When asked about her role models, Tskhvaradze pauses. After a moment of consideration she talks about her mother, who taught her how to find the best in everything and to lead with kindness. Tskhvaradze credits her as a wealth of information who “knew how to do everything” and “did everything for everyone.” Her mother also believed that everything we do has an impact on not just the world, but the entire cosmos we exist in: the defining belief that everything single action we do has an impact on the rest of the universe, and therefore we must send out positivity and goodness only. Tskhvaradze excitedly speaks about her relationship with her own children and how, due to her busy schedule, she views time with them as precious and a privilege.

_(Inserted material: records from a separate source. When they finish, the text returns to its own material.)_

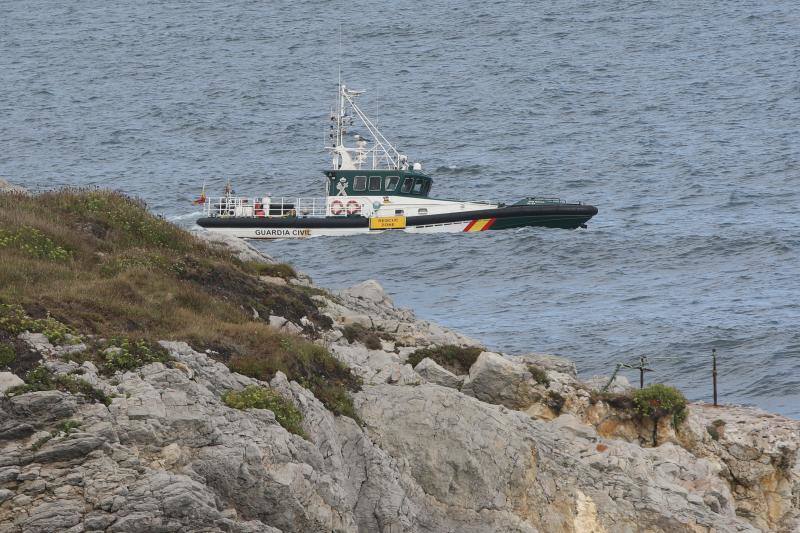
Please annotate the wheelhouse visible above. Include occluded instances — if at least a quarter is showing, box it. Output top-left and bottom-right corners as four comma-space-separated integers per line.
325, 169, 433, 198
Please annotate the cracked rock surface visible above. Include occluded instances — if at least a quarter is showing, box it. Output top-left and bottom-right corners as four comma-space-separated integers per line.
0, 235, 800, 533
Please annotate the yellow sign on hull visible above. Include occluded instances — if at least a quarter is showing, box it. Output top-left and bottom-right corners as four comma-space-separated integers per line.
369, 216, 406, 229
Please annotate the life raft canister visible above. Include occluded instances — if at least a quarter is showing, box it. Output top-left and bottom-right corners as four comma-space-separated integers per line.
331, 200, 344, 215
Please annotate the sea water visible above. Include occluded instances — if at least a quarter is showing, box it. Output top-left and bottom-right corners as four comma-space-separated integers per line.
0, 0, 800, 416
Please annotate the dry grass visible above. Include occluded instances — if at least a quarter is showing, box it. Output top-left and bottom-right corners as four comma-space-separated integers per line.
0, 189, 358, 418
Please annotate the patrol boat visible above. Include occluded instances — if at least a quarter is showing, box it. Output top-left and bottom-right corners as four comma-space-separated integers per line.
197, 83, 597, 239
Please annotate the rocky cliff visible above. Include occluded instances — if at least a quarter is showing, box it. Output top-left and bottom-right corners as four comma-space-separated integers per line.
0, 183, 800, 533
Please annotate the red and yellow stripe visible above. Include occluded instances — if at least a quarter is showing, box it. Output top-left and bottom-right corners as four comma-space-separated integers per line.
464, 218, 497, 231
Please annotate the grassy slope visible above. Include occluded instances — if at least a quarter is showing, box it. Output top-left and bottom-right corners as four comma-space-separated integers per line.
0, 190, 358, 415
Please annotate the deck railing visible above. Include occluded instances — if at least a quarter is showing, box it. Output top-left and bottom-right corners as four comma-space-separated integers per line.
205, 196, 364, 218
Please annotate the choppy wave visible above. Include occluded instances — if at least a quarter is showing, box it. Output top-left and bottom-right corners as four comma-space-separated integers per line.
0, 0, 800, 416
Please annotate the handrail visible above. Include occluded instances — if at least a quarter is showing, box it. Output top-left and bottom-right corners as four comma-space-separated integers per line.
204, 196, 371, 218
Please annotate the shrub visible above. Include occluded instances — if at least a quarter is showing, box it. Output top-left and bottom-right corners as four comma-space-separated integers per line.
632, 383, 687, 428
6, 365, 111, 405
407, 344, 483, 374
61, 190, 191, 249
101, 337, 169, 373
528, 365, 550, 387
342, 324, 383, 350
228, 336, 361, 421
0, 226, 72, 261
0, 342, 17, 368
222, 385, 307, 439
0, 304, 80, 344
56, 420, 81, 435
706, 418, 725, 440
545, 390, 566, 415
589, 391, 636, 411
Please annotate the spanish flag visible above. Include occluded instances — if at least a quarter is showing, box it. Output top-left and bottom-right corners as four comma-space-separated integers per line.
192, 183, 206, 205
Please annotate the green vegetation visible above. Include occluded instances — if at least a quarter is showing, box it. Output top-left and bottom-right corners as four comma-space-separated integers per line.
222, 385, 307, 439
6, 365, 111, 405
228, 336, 361, 421
31, 420, 81, 452
0, 303, 79, 344
633, 383, 687, 428
528, 365, 550, 387
0, 189, 359, 416
342, 324, 382, 350
56, 420, 81, 435
31, 433, 53, 452
407, 344, 483, 374
706, 418, 725, 440
0, 226, 72, 261
101, 337, 169, 374
0, 342, 17, 368
545, 390, 566, 416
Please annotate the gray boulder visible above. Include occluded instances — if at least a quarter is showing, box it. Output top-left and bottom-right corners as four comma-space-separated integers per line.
414, 357, 464, 389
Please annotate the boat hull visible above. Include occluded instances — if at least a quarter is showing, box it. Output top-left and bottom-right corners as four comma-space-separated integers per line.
197, 204, 597, 239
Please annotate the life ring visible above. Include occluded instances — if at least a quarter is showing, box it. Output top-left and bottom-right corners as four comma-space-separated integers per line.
331, 200, 344, 216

She takes pride in being a non-traditional mother and joyfully remarks that her friends often say she is just as much a child as she is a mother; taking delight in the imagination and creativity that playing with her children engenders. 

One may wonder: in an industry as tense as climate change, where the ‘wins’ seem far and few between, amongst seemingly endless climate anxiety perpetuated by the media and scientific communities – how does one remain positive? It is bad enough for the casual observer, but to be dealing with it on a daily basis must take its toll. Tskhvaradze admits that the stress does sometimes get to her, especially when on a global-level, things can seem very stagnant. However, she tries to “move rather than stick.” She explains that if we only focus on the negative things, the things that have already gone wrong, then we are missing the opportunity to affect the change needed. In Tskhvaradze’s eyes, we need to see the tiny steps forward as legitimate progress and will ourselves forward to fight another day and protect the earth. We are the only ones who can ultimately create a “better, greener, and happier” world.